Centrality and Prestige
Then come the various things that almost everyone is interested in computing when using network data to answer social science questions. Primarily, this includes measures and indices of a node’s position in the network (e.g., differentiating between more or less central or more or less prestigious nodes), which we will cover in weeks 2 and 3.
Ego Networks
During the class, we will learn how to analyze some pretty common “non-standard” types of network data (e.g., data that doesn’t use the dyadic relation between objects of the same type as the analytic unit). The first is ego networks, where we first sample a set of units (egos), and then, within each ego, we sample a subset of their contacts (e.g., by asking for their most important friends or identifying the most frequent interaction partners). These data come closest to the traditional data in social science (a rectangular matrix of cases by variables), so various standard techniques—like regression—apply (with some twists).
Classes and Communities
After taking a break in Week 4, we move to the common case of people wanting to see if the nodes in the network fall into definable clusters or classes, where the criterion for being in the same cluster is based on how they connect to other nodes. Here, we want to find clusters of nodes that are similar to one another by some graph theoretic criterion and partition the graph into clusters based on that criterion.
Week 6 is dedicated to the next thing we may want to do, and that is to see if we can uncover clumps of densely connected nodes in the network indicating some natural partition into subgroups or communities, defined as nodes that interact more among themselves than they do among those outside the group, leading to the myriad of group and community detection techniques designed to partition a graph into clusters based on the underlying connectivity structure.
Two-Mode Networks
The second type of non-standard network data is a two-mode network, in which some sets of objects are linked to objects in a different set, but there is no data on the links between objects within the same set. Standard survey data are two-mode data (people connect to variables), as are web or archival data that collect memberships or interactions between persons and objects (such as event attendance or people buying books on Amazon). We will see that due to a neat mathematical trick, we can transform two-mode into standard dyadic network data and thus deploy the whole panoply of techniques we learned in weeks 1-6 (which means that we can do SNA on all types of data, not just network data, and therefore all data is network data).

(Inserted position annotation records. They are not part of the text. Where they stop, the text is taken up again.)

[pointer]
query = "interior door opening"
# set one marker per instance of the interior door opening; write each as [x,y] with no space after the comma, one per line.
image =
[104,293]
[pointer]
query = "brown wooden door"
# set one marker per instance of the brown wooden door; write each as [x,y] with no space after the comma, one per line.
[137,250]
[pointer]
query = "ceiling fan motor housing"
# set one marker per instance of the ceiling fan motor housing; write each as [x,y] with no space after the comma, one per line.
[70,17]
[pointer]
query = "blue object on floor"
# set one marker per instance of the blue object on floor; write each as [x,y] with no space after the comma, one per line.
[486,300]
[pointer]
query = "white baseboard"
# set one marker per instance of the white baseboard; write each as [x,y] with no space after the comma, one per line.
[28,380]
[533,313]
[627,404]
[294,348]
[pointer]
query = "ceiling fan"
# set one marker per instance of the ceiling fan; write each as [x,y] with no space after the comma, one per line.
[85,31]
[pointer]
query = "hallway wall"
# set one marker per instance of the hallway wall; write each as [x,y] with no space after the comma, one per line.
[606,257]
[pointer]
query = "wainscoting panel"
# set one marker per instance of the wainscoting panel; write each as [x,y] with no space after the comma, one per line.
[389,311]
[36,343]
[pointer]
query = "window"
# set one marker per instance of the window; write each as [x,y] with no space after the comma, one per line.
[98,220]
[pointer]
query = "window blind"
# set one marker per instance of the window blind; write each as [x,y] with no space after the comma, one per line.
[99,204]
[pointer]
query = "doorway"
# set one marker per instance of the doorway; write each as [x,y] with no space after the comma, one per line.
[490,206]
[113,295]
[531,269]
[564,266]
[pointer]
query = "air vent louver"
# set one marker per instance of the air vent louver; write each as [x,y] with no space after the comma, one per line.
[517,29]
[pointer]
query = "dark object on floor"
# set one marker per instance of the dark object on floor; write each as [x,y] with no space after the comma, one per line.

Probabilistic Models of Networks
The bulk of SNA assumes that the ties exist as recorded in the data. Recently (e.g., over the last two decades or so), developed approaches to social network analysis treat ties as the dependent variable and thus view observed network data as a realization of a stochastic process governing the probability that two objects will be linked, and thus as a statistical model. We analyze the theory and methods behind this approach to thinking about network structure from the bottom up, and we also cover models that treat networks as composed of “relational events,” thereby modeling how events linking entities in networks evolve.
Requirements
There are three main requirements in the class. Participation (mainly attendance and contributions made during our seminar meetings), a short weekly data exercise, and a longer data analysis paper due at the end of the quarter.
Class Attendance and Class Discussion (25% of grade)
Attendance is required, not optional. If you need to miss a class meeting, please let me know beforehand. It is part of your professional socialization to commit to attending class meetings and to inform me when that’s not possible (if only as a point of courtesy). The informal aspect of participation will be gauged by your contributions to our class discussion, in the form of questions, comments, suggestions, wonderings, and problems.
Weekly Data Analysis Exercises (25% of grade)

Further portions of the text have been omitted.